Last modified on October 29, 2022, at 22:26


Austria-Hungary, or the Austro-Hungarian Empire, known also as the 'dual monarchy', was the final form adopted by the Habsburg Empire in central Europe. The empire was reorganised in 1867 to two monarchic entities, the Austrian empire also known as Cisleithania (incorporating modern Austria, Bohemia, Moravia, Tyrol including South Tyrol, Slovenia, Dalmatia and the Lemberg (Lviv) region of western Ukraine) and the Apostolic Kingdom of Hungary also known as Transleithania (Hungary, Slovakia, Transsylvania, and Croatia). The two monarchies were united under single monarch, and although Austria and Hungary had separate governments for domestic purposes, they were one single country on the international stage. The reorganisation had taken place in an attempt to ease the strains within the monolithic Austrian Empire between the various national groups (indeed, the 'dual monarchy' Austro-Hungarian model was for a time advocated by early Sinn Féin as a way of solving the disputes between Ireland and Great Britain). However, it failed to satisfy the aspirations of the smaller national groupings in the empire, and indeed the Hungarian government, once freed of control from Vienna, itself attempted to 'Hungarianise' the Romanian, Slovak, Serbian and Croatian minorities within its borders.
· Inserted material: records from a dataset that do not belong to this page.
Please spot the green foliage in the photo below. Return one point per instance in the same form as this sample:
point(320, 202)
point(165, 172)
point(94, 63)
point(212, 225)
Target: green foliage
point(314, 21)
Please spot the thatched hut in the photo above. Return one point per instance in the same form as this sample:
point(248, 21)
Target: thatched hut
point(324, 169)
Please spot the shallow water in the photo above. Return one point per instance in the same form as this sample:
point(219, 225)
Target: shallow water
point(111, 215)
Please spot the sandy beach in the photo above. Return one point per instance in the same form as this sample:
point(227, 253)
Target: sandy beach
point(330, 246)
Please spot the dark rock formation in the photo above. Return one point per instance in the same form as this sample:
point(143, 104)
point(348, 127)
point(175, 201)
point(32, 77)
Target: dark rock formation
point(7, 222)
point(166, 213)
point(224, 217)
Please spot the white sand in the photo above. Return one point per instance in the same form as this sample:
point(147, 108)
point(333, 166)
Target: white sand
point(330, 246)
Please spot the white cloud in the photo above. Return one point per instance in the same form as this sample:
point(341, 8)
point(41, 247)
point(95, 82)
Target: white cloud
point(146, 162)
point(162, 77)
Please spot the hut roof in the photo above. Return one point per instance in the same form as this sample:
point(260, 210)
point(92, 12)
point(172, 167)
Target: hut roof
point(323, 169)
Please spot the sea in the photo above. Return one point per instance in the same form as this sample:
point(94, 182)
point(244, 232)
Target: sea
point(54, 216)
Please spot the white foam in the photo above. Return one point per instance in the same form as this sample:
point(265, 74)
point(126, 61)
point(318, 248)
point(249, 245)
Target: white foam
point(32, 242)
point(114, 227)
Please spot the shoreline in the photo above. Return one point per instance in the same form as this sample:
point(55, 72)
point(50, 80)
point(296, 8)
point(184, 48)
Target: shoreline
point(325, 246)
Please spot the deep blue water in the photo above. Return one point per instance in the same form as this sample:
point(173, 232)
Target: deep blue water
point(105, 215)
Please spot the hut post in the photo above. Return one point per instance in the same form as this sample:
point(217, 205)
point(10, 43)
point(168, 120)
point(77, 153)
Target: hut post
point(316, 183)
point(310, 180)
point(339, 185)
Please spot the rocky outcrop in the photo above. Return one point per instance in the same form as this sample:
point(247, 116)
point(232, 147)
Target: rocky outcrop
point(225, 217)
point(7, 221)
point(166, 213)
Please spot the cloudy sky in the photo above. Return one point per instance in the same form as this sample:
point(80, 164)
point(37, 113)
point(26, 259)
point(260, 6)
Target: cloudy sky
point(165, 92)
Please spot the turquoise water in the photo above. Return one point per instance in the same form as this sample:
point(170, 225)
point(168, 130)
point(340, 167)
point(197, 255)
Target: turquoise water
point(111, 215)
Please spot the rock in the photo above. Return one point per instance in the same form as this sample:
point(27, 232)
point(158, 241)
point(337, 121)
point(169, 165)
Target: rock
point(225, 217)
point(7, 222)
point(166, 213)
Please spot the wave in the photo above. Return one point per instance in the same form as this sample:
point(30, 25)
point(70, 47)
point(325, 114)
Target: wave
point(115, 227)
Under such strains, the dual monarchy system could not survive the shock of defeat in the First World War. The empire broke up into a number of separate sovereign states and areas annexed to neighbouring states; this was formalised by treaties made in 1919-20.

The following states emerged from the Austro-Hungarian Empire in the 1918-20 period: Austria, Hungary, Czechoslovakia. Land formerly part of the empire was also annexed by Italy, Yugoslavia, Romania and Poland.